That time may seem negligible, since the OS can context switch threads anyway, but it’s still additional time during which your code isn’t doing its actual work.
Generations are used almost exclusively in moving GCs — precisely to reduce the negative performance impact of data relocation. Non-moving GCs are less invasive, which is why they don’t need generations and can be fully concurrent.
I would rather say that generations are a further improvement upon a moving collector, improving space usage and decreasing the length of the "mark" phase.
And which GC is fully concurrent? I don't think that's possible (though I will preface that I am no expert, only read into the topic on a hobby level) - I believe the most concurrent GC out there is ZGC, which does read barriers and some pointer tricks to make the stop-the-world time independent of the heap size.
Java currently has no fully concurrent GC, and due to the volume of garbage it manages and the fact that it moves objects, a truly fully concurrent GC for this language is unlikely to ever exist.
Non-moving GCs, however, can be fully concurrent — as demonstrated by the SGCL project for C++.
In my opinion, the GC for Go is the most likely to become fully concurrent in the future.
In that case, are you doing atomic writes for managed pointers/the read flag on them? I have read a few of your comments on reddit and your flags seem to be per memory page? Still, the synchronization on them may or may not have a more serious performance impact than alternative methods and without a good way to compare it to something like Java which is the state of the art in GC research we can't really comment much on whether it's a net benefit.
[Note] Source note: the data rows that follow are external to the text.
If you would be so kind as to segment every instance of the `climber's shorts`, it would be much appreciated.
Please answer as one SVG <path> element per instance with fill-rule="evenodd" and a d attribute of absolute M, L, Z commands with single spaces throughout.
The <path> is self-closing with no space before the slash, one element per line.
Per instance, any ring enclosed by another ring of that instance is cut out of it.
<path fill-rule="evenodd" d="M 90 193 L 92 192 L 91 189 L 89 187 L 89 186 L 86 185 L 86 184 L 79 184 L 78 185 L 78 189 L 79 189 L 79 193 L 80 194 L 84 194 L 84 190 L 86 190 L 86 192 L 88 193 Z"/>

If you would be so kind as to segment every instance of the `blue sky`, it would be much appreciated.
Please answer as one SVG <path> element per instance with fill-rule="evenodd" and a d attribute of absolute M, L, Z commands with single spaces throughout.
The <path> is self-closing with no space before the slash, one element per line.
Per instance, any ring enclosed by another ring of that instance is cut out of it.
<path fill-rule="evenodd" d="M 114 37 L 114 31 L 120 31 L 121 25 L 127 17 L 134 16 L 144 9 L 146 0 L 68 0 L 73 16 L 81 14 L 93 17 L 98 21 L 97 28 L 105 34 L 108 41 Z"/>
Also, have you perhaps tried modeling your design in something like TLA+?
You can't write concurrent code without atomic operations — you need them to ensure memory consistency, and concurrent GCs for Java also rely on them. However, atomic loads and stores are cheap, especially on x86. What’s expensive are atomic counters and CAS operations — and SGCL uses those only occasionally.
Java’s GCs do use state-of-the-art technology, but it's technology specifically optimized for moving collectors. SGCL is optimized for non-moving GC, and some operations can be implemented in ways that are simply not applicable to Java’s approach.
I’ve never tried modeling SGCL's algorithms in TLA+.
Generations are used almost exclusively in moving GCs — precisely to reduce the negative performance impact of data relocation. Non-moving GCs are less invasive, which is why they don’t need generations and can be fully concurrent.